In 2015, the NSDC was called out by the Comptroller and Auditor General (CAG) for a host of operational irregularities. However, it has been even more opaque since 2021. 

Its annual report indicates that it started a new company called ‘NSDC International’ in 2021, which primarily uses the NSDC’s financial resources for its work. 

It is important to note that NSDC was created through a cabinet-approved note. However, it is not clear if NSDC International had the due approval of the cabinet. 

The need for a separate company may also not be justified as there seems to be nothing that the new company can do which its parent company, the NSDC, cannot. 

Furthermore, does the government have any oversight over NSDC International? Does it have a role in its management and financial issues? This question arises from the fact that NSDC International’s financial statements or annual report are not in the public domain.  

The CAG audits of NSDC and its bodies have been under  wraps for a long time. It is time that financial accountability for the use of government funds is established. This scrutiny should extend to NSDC International, given the lack of transparency around its financial records.

Further, from the financial records publicly available, it seems that during Tiwari’s term, there was a change in financial accounting methodology of the NSDC. Accountants would need to see why and how it was done.
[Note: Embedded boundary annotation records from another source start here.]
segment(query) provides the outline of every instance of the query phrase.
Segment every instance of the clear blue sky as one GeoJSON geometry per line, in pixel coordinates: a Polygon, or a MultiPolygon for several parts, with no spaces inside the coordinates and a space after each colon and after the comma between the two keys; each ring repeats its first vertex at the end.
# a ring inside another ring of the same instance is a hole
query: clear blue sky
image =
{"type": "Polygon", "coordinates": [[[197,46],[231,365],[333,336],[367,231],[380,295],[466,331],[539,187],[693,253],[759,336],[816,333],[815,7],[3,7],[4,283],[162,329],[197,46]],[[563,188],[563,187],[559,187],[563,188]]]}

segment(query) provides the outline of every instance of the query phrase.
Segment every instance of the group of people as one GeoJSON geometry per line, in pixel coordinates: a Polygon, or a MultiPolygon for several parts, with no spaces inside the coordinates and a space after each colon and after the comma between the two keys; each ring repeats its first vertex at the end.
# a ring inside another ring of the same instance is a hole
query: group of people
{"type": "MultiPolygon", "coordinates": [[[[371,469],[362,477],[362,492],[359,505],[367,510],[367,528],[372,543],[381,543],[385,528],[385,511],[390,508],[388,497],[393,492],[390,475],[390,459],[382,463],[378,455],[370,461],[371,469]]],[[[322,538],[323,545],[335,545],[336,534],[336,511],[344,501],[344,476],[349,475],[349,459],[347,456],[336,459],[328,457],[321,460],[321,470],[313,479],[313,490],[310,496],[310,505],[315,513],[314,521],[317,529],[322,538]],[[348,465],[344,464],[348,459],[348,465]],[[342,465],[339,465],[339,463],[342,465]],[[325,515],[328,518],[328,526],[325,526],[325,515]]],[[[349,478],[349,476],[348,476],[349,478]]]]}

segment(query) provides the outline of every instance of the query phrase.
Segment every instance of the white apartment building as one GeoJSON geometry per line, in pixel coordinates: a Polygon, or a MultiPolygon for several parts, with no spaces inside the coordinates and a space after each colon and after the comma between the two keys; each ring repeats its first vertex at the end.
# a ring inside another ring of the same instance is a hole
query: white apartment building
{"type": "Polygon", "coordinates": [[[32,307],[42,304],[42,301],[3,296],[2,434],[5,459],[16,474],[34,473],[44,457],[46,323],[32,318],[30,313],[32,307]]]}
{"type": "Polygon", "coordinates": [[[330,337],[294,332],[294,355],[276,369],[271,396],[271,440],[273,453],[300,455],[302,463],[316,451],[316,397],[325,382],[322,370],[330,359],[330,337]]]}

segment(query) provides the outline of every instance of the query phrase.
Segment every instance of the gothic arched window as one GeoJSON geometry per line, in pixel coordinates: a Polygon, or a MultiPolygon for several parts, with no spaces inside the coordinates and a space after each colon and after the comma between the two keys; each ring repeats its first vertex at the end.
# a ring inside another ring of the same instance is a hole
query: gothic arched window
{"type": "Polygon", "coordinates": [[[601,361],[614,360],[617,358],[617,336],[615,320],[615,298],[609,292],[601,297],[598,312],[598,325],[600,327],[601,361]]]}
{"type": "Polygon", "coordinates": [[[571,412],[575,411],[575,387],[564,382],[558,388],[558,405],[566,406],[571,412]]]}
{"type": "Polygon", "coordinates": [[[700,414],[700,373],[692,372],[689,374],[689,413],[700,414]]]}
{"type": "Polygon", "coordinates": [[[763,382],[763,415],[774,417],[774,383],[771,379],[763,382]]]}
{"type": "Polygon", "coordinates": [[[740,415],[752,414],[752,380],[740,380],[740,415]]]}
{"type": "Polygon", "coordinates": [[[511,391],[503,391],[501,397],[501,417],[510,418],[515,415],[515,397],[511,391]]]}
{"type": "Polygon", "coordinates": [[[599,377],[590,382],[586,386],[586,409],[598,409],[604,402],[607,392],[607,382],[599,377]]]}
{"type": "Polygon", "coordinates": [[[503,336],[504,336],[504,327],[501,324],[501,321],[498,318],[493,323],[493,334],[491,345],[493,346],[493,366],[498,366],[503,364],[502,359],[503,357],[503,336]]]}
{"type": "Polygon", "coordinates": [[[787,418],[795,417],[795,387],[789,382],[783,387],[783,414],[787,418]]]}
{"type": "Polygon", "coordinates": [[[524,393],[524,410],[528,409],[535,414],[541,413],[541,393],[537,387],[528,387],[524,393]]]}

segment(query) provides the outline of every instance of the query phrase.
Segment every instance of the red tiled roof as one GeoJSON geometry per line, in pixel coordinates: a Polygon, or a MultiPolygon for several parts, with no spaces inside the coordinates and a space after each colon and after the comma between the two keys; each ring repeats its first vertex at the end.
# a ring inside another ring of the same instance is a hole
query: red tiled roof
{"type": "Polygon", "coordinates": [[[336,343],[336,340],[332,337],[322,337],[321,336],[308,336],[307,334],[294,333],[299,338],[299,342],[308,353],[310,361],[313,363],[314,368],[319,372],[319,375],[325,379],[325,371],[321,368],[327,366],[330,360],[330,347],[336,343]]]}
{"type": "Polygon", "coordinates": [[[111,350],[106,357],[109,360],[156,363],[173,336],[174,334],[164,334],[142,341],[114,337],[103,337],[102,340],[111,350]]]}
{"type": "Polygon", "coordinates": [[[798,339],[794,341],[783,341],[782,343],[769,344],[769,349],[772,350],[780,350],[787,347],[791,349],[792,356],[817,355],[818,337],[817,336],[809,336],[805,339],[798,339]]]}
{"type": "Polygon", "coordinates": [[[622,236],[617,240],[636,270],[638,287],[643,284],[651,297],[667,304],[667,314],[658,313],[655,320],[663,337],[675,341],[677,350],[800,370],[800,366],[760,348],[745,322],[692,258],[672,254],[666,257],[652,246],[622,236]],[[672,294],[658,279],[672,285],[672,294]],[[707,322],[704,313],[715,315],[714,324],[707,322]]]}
Was it done to show a superior financial performance of NSDC to its board and stakeholders ?

NSDC since 2008 has incurred substantial costs on developing technology systems. These include the implementation of large scale programs such as Aatamanirbhar Skilled Employee-Employer Mapping (ASEEM) and the SMART portal among others. However, the country has always needed a Labour Market Information System (LMIS). 

While it was MSDE’s job to give India a working LMIS, it seems that the Ministry of Labour, the parent ministry of MSDE, will deliver on this through its National Career Service portal, designed to provide career guidance and job opportunities to job seekers in India. 
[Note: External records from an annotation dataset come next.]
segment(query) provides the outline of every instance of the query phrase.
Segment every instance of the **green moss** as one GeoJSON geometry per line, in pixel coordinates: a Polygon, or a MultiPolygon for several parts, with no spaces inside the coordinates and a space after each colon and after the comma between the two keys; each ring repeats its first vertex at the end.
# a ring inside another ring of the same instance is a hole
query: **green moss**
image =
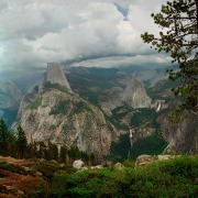
{"type": "Polygon", "coordinates": [[[55,107],[52,108],[50,114],[66,113],[69,109],[70,100],[62,100],[55,107]]]}

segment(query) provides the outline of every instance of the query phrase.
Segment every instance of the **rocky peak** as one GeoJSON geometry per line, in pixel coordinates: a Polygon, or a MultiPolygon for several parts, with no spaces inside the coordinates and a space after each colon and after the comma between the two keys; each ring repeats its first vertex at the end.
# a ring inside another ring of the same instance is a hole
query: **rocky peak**
{"type": "Polygon", "coordinates": [[[47,72],[44,74],[44,78],[40,84],[40,90],[42,90],[46,84],[59,85],[72,92],[70,86],[58,63],[47,63],[47,72]]]}

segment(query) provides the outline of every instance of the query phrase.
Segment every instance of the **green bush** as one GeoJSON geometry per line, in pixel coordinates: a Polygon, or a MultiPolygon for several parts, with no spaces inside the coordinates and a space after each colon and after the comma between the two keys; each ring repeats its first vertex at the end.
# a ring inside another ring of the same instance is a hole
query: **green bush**
{"type": "Polygon", "coordinates": [[[28,175],[23,167],[14,165],[14,164],[8,164],[7,162],[3,162],[3,161],[0,161],[0,168],[7,169],[12,173],[18,173],[21,175],[28,175]]]}
{"type": "MultiPolygon", "coordinates": [[[[178,157],[135,167],[124,162],[121,170],[106,167],[54,174],[48,197],[196,197],[198,157],[178,157]]],[[[38,190],[40,194],[42,191],[38,190]]],[[[35,194],[35,191],[34,191],[35,194]]]]}

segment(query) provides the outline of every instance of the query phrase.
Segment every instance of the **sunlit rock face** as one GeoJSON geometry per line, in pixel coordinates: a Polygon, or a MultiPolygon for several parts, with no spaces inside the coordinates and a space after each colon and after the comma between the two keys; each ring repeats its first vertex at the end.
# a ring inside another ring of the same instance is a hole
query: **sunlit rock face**
{"type": "Polygon", "coordinates": [[[168,142],[165,153],[198,153],[198,116],[196,113],[189,112],[189,117],[177,124],[169,121],[168,114],[163,114],[158,120],[163,138],[168,142]]]}
{"type": "Polygon", "coordinates": [[[108,122],[99,108],[75,95],[62,74],[57,65],[47,66],[44,79],[24,96],[21,125],[29,142],[77,145],[101,161],[122,131],[108,122]]]}

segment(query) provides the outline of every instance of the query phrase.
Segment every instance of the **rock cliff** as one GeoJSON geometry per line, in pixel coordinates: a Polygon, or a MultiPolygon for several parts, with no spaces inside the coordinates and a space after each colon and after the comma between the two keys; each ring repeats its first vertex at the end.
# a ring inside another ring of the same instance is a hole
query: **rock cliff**
{"type": "Polygon", "coordinates": [[[29,142],[50,140],[68,147],[77,145],[94,153],[98,161],[122,133],[105,119],[100,109],[72,92],[59,66],[54,64],[47,66],[44,80],[24,96],[20,112],[29,142]]]}
{"type": "Polygon", "coordinates": [[[189,118],[173,124],[168,114],[160,117],[163,138],[168,142],[164,151],[170,154],[198,153],[198,116],[189,112],[189,118]]]}
{"type": "Polygon", "coordinates": [[[11,109],[19,106],[21,90],[10,81],[0,81],[0,109],[11,109]]]}

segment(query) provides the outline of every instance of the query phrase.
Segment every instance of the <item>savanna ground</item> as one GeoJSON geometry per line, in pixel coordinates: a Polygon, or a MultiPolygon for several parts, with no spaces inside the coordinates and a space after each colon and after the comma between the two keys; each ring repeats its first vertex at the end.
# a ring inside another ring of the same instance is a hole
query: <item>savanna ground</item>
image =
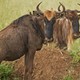
{"type": "MultiPolygon", "coordinates": [[[[40,1],[42,0],[0,0],[0,29],[35,10],[40,1]]],[[[77,5],[80,0],[44,0],[40,9],[57,10],[59,2],[67,9],[80,10],[80,6],[77,5]]],[[[0,80],[22,80],[23,75],[24,56],[14,62],[3,62],[0,65],[0,80]]],[[[70,52],[55,48],[54,43],[44,45],[35,55],[33,79],[80,80],[80,39],[74,41],[70,52]]]]}

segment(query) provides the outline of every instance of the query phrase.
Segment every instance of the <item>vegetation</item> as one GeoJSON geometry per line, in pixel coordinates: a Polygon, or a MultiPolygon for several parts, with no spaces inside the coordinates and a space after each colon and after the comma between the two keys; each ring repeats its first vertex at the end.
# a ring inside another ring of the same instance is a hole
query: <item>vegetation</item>
{"type": "Polygon", "coordinates": [[[67,75],[63,80],[73,80],[73,78],[71,77],[71,75],[67,75]]]}
{"type": "Polygon", "coordinates": [[[0,64],[0,80],[9,80],[9,77],[12,72],[13,66],[11,64],[0,64]]]}
{"type": "MultiPolygon", "coordinates": [[[[42,0],[0,0],[0,29],[9,25],[16,18],[35,10],[36,5],[42,0]]],[[[78,9],[80,0],[44,0],[41,4],[41,10],[51,9],[57,10],[59,2],[62,2],[68,9],[78,9]]],[[[76,40],[72,45],[70,55],[73,57],[73,62],[80,61],[80,39],[76,40]]],[[[0,80],[9,80],[9,76],[13,71],[11,64],[0,64],[0,80]]],[[[15,80],[18,80],[15,78],[15,80]]],[[[72,80],[70,76],[64,80],[72,80]]]]}

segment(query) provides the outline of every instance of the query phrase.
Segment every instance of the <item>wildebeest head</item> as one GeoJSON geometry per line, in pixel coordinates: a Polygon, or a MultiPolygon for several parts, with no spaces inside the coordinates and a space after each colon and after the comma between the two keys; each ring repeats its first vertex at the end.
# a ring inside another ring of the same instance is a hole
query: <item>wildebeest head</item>
{"type": "Polygon", "coordinates": [[[55,23],[56,12],[51,10],[46,10],[44,12],[44,22],[45,22],[45,39],[47,41],[53,40],[53,25],[55,23]]]}
{"type": "MultiPolygon", "coordinates": [[[[55,11],[46,10],[45,12],[39,9],[39,6],[42,2],[40,2],[37,7],[36,11],[33,11],[33,15],[37,18],[42,18],[44,21],[44,35],[46,41],[52,41],[53,39],[53,24],[55,23],[55,11]]],[[[39,21],[40,22],[40,21],[39,21]]]]}

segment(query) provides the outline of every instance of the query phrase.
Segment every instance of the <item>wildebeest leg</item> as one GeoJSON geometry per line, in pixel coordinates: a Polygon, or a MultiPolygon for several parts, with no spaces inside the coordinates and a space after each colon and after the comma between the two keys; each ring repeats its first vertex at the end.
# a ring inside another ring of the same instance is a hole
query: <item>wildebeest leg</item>
{"type": "Polygon", "coordinates": [[[29,50],[27,54],[25,54],[25,75],[24,80],[33,80],[32,72],[33,72],[33,60],[34,60],[35,51],[29,50]]]}
{"type": "Polygon", "coordinates": [[[70,51],[71,50],[71,45],[73,44],[73,38],[72,36],[68,36],[68,42],[67,42],[67,50],[70,51]]]}

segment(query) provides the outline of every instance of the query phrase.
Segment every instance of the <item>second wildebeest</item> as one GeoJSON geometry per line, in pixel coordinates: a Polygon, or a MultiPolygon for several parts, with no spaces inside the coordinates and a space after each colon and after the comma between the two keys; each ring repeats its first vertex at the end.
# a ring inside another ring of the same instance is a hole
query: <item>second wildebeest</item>
{"type": "MultiPolygon", "coordinates": [[[[0,31],[0,63],[3,60],[13,61],[25,55],[24,80],[32,80],[34,55],[42,48],[45,40],[44,19],[43,13],[24,15],[0,31]]],[[[51,34],[47,34],[51,38],[51,34]]]]}

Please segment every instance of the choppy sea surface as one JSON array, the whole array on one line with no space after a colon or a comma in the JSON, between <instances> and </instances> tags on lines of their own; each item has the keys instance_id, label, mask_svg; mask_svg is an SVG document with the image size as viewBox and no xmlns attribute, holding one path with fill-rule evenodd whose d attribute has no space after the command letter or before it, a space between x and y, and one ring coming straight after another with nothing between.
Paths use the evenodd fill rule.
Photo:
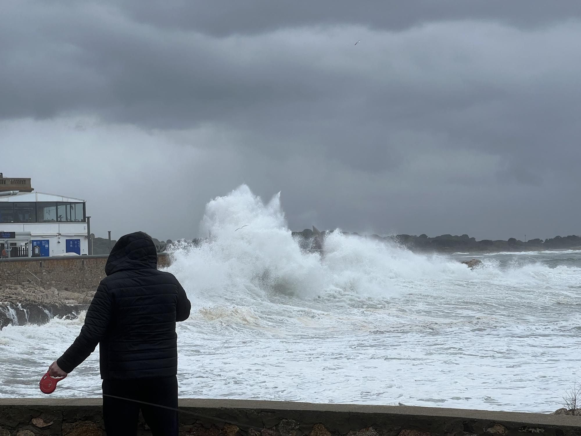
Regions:
<instances>
[{"instance_id":1,"label":"choppy sea surface","mask_svg":"<svg viewBox=\"0 0 581 436\"><path fill-rule=\"evenodd\" d=\"M335 233L321 257L301 252L278 196L244 185L200 227L210 241L168 269L192 303L181 397L550 412L581 378L581 251L425 256ZM0 331L0 397L40 396L83 321ZM98 396L98 359L59 384L94 394L52 395Z\"/></svg>"}]
</instances>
One must also look at how technology-related expenditures occured – and why the same kind of functionalities were packaged in different ways in the products made through NSDC – while ignoring the core need of collecting real time labour market information. 
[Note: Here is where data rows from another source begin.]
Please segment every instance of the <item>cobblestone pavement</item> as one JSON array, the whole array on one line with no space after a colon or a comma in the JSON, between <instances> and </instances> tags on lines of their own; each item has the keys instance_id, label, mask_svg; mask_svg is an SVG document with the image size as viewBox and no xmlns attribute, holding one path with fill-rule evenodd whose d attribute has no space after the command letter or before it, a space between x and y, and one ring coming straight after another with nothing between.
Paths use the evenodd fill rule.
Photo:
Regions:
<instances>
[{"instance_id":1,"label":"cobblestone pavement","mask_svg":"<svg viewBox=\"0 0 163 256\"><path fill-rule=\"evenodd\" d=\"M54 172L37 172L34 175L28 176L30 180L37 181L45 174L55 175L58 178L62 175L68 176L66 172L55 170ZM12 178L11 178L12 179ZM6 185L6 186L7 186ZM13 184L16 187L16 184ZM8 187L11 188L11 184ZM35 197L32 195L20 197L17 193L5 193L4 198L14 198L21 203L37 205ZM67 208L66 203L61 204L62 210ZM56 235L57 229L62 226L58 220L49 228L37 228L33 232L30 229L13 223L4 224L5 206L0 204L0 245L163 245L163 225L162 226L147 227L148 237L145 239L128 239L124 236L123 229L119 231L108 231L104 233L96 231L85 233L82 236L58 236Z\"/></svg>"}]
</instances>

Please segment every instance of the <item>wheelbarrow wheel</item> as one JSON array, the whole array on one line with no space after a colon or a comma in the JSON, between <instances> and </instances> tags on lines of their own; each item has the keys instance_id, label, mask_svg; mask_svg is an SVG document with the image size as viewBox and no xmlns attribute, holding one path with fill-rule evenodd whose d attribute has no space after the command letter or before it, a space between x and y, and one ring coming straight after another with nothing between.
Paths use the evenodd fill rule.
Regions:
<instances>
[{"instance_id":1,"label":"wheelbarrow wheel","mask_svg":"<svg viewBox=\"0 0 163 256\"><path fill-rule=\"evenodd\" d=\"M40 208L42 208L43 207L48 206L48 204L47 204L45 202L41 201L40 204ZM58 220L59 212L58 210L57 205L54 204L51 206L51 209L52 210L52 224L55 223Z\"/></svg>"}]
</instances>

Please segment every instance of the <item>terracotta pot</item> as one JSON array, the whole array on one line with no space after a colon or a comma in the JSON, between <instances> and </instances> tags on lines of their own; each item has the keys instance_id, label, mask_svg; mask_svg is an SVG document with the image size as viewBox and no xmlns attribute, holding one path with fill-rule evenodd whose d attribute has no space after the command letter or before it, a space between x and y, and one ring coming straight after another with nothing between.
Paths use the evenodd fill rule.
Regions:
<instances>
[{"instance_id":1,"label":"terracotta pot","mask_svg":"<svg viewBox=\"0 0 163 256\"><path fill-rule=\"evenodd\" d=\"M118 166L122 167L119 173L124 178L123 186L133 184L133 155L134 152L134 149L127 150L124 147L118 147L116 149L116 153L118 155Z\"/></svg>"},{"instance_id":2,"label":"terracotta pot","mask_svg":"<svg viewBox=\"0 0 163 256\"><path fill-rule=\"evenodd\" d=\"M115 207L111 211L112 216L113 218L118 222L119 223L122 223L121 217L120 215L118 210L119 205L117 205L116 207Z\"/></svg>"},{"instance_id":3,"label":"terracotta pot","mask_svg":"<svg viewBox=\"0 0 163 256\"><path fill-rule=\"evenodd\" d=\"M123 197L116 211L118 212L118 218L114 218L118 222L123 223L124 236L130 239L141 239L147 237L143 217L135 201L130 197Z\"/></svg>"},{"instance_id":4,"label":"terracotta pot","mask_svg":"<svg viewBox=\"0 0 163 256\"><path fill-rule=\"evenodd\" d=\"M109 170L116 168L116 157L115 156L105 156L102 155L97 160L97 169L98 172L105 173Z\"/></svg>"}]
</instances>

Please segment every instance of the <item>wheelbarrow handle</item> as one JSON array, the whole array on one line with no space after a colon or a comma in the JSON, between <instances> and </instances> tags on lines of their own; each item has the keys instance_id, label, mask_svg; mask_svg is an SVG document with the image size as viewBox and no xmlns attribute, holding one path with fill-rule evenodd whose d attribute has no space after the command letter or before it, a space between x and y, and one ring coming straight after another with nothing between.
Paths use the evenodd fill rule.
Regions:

As skill development in the country becomes more public funded – with the Union Budget for 2025–26 raising the allocation from around Rs 20,000 crore to Rs 36,000 crore – the organisations responsible for these funds have to ensure they are used effectively. 

They must support the youth, state governments and people working on the ground and provide them the resources they need. However, the NSDC’s engagement with government stakeholders over the years has often been less than cordial. This may have had lasting consequences for coordination and implementation.

Given that the 6,000 short-term training providers in the private sector are funded by NSDC’s PM Kaushal Vikas Yojana (PMKVY) – which has had four incarnations since 2016 (PMKVY I, II, III & IV) and  is one of the largest training providers largely funded by the tax-payer – NSDC operations should be a matter of citizen concern. 

Studies have shown that NSDC-funded training providers’ employability record has been less than stellar at only 22% over its lifetime.

The demographic window for India is shrinking. We now have only 15 years until 2040, when the demographic dividend will end and India will become an aging society. If we stay on the current path, we will find ourselves looking back to examine what we could have achieved with better policies.

India’s youth will face an onslaught in the labour market with the once-in-a-century changes made by artificial intelligence. The world of work is changing and Indian youth needs the right leadership in the skills ecosystem to help them navigate the challenges that lie ahead.

Santosh Mehrotra was Prof of Economics at Jawaharlal Nehru University, New Delhi.